Ilustración de un árbol con raíces profundas y ramas que se extienden hacia el cielo

El Árbol de la Vida: Un Símbolo Universal

El árbol de la vida es un símbolo de significado universal, que aparece en las mitologías y tradiciones artísticas de culturas de todo el mundo. Puede aparecer como un simple brote en una rama, o ser representado como un árbol entero con raíces complejas que llegan al inframundo y sus ramas se extienden hacia el cielo.

Según las mitologías que lo presentan, el árbol de la vida representa muchas cosas: La fuente de toda la creación, la vida eterna, el conocimiento, la sabiduría y los nuevos comienzos.

El árbol de la vida tiene varios significados según su contexto en diferentes culturas y sistemas de creencias.

El árbol de la vida se asocia a menudo con la vida eterna, y algunas culturas creían que sus deidades residían en él.

El árbol de la vida también se asocia a menudo con el conocimiento y la sabiduría, como demuestran muchas culturas que representan al árbol con varios frutos, como manzanas y granadas. A veces estos frutos se representan como la fuente del conocimiento o la iluminación, como en la historia bíblica de Adán y Eva.

El árbol de la vida también se representa a menudo como creciendo de un árbol muerto, representando cómo la nueva vida puede surgir de la muerte.
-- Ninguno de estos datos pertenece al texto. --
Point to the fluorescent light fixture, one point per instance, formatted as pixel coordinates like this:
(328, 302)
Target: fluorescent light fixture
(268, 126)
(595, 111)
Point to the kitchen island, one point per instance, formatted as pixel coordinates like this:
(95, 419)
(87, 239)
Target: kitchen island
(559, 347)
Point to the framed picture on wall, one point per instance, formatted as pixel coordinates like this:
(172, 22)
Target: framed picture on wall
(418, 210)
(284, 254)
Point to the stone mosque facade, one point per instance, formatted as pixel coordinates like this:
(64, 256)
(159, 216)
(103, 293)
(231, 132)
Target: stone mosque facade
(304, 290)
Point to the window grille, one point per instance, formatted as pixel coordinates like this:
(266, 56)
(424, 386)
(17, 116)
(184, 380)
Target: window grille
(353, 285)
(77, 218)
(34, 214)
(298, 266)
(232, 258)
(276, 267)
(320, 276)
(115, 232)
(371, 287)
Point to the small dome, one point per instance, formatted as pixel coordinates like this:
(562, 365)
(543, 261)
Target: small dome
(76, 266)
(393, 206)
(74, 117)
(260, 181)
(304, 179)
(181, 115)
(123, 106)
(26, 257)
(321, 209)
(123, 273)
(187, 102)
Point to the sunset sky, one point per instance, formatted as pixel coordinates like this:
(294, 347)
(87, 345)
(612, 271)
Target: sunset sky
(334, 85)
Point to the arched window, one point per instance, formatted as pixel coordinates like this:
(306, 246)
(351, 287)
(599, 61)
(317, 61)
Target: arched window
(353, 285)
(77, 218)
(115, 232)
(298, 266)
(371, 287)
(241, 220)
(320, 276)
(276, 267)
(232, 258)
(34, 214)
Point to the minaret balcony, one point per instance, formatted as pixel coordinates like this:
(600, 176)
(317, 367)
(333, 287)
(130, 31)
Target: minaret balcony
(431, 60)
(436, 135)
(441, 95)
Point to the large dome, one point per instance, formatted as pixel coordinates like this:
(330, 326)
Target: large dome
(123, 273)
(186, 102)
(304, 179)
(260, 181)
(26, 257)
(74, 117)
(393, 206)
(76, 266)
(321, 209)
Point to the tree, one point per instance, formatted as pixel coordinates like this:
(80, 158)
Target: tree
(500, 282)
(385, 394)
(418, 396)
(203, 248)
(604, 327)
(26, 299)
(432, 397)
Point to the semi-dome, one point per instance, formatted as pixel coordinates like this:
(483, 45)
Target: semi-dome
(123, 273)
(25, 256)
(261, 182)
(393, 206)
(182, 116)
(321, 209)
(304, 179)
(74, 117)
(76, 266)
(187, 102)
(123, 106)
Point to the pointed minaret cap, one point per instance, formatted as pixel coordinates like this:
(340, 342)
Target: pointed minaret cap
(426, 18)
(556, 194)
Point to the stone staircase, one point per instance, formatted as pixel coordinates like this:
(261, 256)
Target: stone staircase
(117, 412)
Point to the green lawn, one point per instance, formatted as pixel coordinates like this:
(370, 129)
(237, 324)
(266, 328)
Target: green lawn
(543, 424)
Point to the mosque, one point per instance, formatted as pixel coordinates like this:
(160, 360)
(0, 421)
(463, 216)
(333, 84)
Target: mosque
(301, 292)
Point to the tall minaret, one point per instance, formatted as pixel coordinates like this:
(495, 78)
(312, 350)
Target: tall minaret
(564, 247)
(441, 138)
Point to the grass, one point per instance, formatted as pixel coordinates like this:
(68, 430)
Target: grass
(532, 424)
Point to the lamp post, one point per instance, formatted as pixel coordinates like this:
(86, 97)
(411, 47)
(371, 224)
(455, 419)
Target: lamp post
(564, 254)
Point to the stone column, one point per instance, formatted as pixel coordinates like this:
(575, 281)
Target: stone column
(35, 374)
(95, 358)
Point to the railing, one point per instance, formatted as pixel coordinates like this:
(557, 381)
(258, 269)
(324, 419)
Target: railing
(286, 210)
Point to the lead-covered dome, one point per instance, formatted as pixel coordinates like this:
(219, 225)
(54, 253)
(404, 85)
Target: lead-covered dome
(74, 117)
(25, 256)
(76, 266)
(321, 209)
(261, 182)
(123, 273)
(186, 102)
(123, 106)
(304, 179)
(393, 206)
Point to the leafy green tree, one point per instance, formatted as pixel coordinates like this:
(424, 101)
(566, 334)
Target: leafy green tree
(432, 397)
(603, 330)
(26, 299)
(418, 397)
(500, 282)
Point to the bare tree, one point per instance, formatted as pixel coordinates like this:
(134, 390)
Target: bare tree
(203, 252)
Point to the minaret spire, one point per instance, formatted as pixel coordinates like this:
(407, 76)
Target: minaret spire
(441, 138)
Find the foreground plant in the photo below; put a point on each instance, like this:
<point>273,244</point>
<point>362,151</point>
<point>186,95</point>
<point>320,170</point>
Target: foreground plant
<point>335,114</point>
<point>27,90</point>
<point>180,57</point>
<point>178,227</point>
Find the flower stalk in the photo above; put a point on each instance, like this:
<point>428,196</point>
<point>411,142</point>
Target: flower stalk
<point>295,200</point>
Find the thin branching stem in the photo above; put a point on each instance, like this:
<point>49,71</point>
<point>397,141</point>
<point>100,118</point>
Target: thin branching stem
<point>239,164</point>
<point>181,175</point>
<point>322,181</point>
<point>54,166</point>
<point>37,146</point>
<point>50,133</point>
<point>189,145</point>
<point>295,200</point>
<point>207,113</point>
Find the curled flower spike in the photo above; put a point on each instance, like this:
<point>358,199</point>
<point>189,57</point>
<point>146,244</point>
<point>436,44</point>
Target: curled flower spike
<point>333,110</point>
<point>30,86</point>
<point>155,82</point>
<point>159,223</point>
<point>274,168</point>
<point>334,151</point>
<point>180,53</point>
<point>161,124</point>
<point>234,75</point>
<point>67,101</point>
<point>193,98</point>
El árbol de la vida también se asocia con el inframundo y las almas que allí residen. Además, puede representarse como si tuviera un centro hueco que conduce al inframundo.

El árbol de la vida también se representa a menudo como si creciera a partir de una sola semilla, y como tal, se asocia con el proceso de regeneración a partir de una sola semilla, o renacimiento, como se representa en el mito de Gilgamesh.

A menudo se representa como un brote en una rama, o un árbol entero con raíces complejas que llegan al inframundo y sus ramas se extienden hacia el cielo. El árbol de la vida tiene varios significados dependiendo de su contexto en diferentes culturas y sistemas de creencias.

Entre los elementos más notables de las visiones medievales del otro mundo, R. Patch1 incluye el del árbol o los árboles, un motivo que, efectivamente, figura con frecuencia en ese tipo de literatura. Por otra parte, el árbol cuenta con una larga tradición mítica, religiosa y simbólica, que se remonta a las más primitivas culturas y se extiende a todos los pueblos.

Por ello, para comprender la significación del árbol en las visiones medievales es necesario tener en cuenta lo que él representa en el ámbito de lo sagrado y en el mundo mítico-religioso de las distintas civilizaciones y culturas.

M. Eliade, uno de los grandes investigadores de este tema, ha comprobado que árboles sagrados se encuentran en todas las religiones, en las metafísicas y las místicas arcaicas y en las tradiciones populares del mundo entero, y observa que, bajo las variedades de sentidos que adquiere el árbol -según que el contexto sea cosmológico, mítico, teológico, ritual, iconográfico-, hay una íntima afinidad entre ellos y una serie de elementos comunes a todos2 es decir, las divergencias son sólo aparentes, detrás de ellas existe un sistema simbólico del árbol, coherente y unitario.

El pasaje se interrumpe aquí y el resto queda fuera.